Arrêté du 6 septembre 2010 relatif au règlement des aides du fonds d’aide à la rénovation thermique des logements privés (FART)

En complément de la circulaire publiée au mois de juillet 2010, l’arrêté définissant les conditions du Fond d’Aide à la Rénovation Thermique des logements (FART) vient d’être publié.

Vous pouvez consulter le texte en suivant ce lien : Arrêté du 6 septembre 2010 relatif au règlement des aides du FART

     

LOI n° 2010-788 du 12 juillet 2010 portant engagement national pour l’environnement

La loi n° 2010-788 du 12/07/2010 portant engagement national pour l’environnement, dite « Grenelle 2 », modifie notamment la loi Besson de 1990 visant la mise en oeuvre du droit au logement en y intégrant :

  • dans son article 1-1, une définition officielle de la précarité énergétique : « Est en situation de précarité énergétique au titre de la présente loi une personne qui éprouve dans son logement des difficultés particulières à disposer de la fourniture d’énergie nécessaire à la satisfaction de ses besoins élémentaires en raison de l’inadaptation de ses ressources ou de ses conditions d’habitat.« 
  • dans son article 2, l’obligation d’intégrer dans des actions de lutte contre la précarité énergétique dans les plans départementaux pour le logement et l’hébergement des personnes défavorisées (PDALHPD).

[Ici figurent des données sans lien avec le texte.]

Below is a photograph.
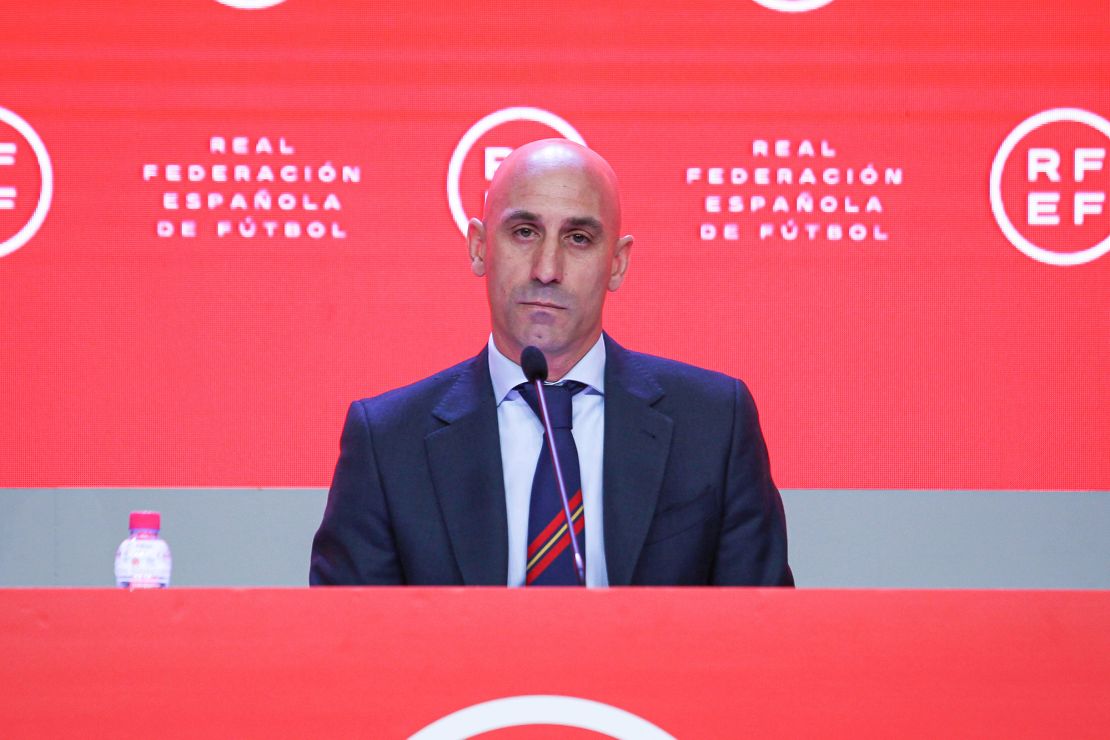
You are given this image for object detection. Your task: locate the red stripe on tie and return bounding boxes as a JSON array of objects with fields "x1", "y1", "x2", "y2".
[
  {"x1": 528, "y1": 489, "x2": 582, "y2": 560},
  {"x1": 524, "y1": 516, "x2": 586, "y2": 586}
]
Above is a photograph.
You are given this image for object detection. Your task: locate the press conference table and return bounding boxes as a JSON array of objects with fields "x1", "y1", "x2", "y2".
[{"x1": 0, "y1": 588, "x2": 1110, "y2": 738}]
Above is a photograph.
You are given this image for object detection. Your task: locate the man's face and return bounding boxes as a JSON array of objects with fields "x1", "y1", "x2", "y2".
[{"x1": 470, "y1": 148, "x2": 632, "y2": 377}]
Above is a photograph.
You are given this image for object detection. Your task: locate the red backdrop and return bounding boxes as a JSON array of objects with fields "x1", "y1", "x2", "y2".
[{"x1": 0, "y1": 0, "x2": 1110, "y2": 489}]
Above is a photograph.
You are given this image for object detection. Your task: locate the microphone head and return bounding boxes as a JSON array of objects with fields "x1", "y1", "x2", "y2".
[{"x1": 521, "y1": 344, "x2": 547, "y2": 383}]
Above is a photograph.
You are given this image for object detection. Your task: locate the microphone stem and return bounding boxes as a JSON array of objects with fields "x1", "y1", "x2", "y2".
[{"x1": 534, "y1": 378, "x2": 586, "y2": 586}]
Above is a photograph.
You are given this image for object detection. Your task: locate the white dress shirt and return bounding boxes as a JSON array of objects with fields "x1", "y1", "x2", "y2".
[{"x1": 490, "y1": 334, "x2": 609, "y2": 587}]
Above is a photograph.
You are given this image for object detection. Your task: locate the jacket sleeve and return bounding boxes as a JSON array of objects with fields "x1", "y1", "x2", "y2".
[
  {"x1": 713, "y1": 381, "x2": 794, "y2": 586},
  {"x1": 309, "y1": 401, "x2": 404, "y2": 586}
]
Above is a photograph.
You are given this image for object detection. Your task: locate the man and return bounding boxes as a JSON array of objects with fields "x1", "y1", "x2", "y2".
[{"x1": 310, "y1": 140, "x2": 794, "y2": 586}]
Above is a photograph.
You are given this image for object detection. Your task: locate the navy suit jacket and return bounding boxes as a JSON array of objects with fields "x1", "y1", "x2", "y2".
[{"x1": 310, "y1": 336, "x2": 794, "y2": 586}]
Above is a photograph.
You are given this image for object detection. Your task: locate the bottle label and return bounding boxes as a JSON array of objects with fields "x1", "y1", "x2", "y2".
[{"x1": 115, "y1": 537, "x2": 172, "y2": 589}]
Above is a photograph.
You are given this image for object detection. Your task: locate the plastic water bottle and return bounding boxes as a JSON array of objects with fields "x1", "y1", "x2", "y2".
[{"x1": 115, "y1": 511, "x2": 172, "y2": 591}]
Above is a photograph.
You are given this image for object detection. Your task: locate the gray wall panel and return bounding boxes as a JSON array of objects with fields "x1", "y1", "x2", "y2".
[{"x1": 0, "y1": 488, "x2": 1110, "y2": 588}]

C’est également à la suite de cette loi que l’Observatoire national de la précarité énergétique (ONPE) a été créé, ainsi que le Fonds d’Aide à la Rénovation Thermique (FART), financé par le programme d’investissements d’avenir et les fournisseurs d’énergie (EDF, d’ENGIE et Total, en échange de certificats d’économies d’énergie). Ce FART, dont la gestion a été confiée à l’Anah, est plus connu sous le nom de « programme Habiter Mieux« .

Janvier 2010 : remise du rapport du Groupe de travail précarité énergétique

Valérie Létard a demandé à Philippe Pelletier, président du comité stratégique du Plan Bâtiment du Grenelle de l’Environnement, de lui faire des propositions concrètes visant à réduire la fracture énergétique. Ce travail intervient dans le cadre de la mission confiée à Philippe Pelletier par le Premier Ministre, sous l’autorité de Jean-Louis BORLOO, ministre d’Etat, ministre de l’Ecologie, de l’Energie, du Développement durable et de la Mer.

Le RAPPEL y a été représenté. Les deux animateurs, Franck Dimitropoulos, BCE et Emilie Salesse Gauthier, CLER, ayant été invités à participer à ce groupe de travail.

Le 6 janvier 2009, Philippe Pelletier, accompagné d’Alain de Quero (Agence Nationale de l’Habitat) et de Bertrand Lapostolet (Fondation Abbé Pierre pour le Logement des Personnes Dévaforisées) a présenté à Valérie Létard, secrétaire d’Etat auprès du Ministre d’Etat, Jean-Louis Borloo et à Benoist Apparu, secrétaire d’Etat au Logement et à l’Urbanisme, les conclusions du rapport relatif à la lutte contre la précarité énergétique.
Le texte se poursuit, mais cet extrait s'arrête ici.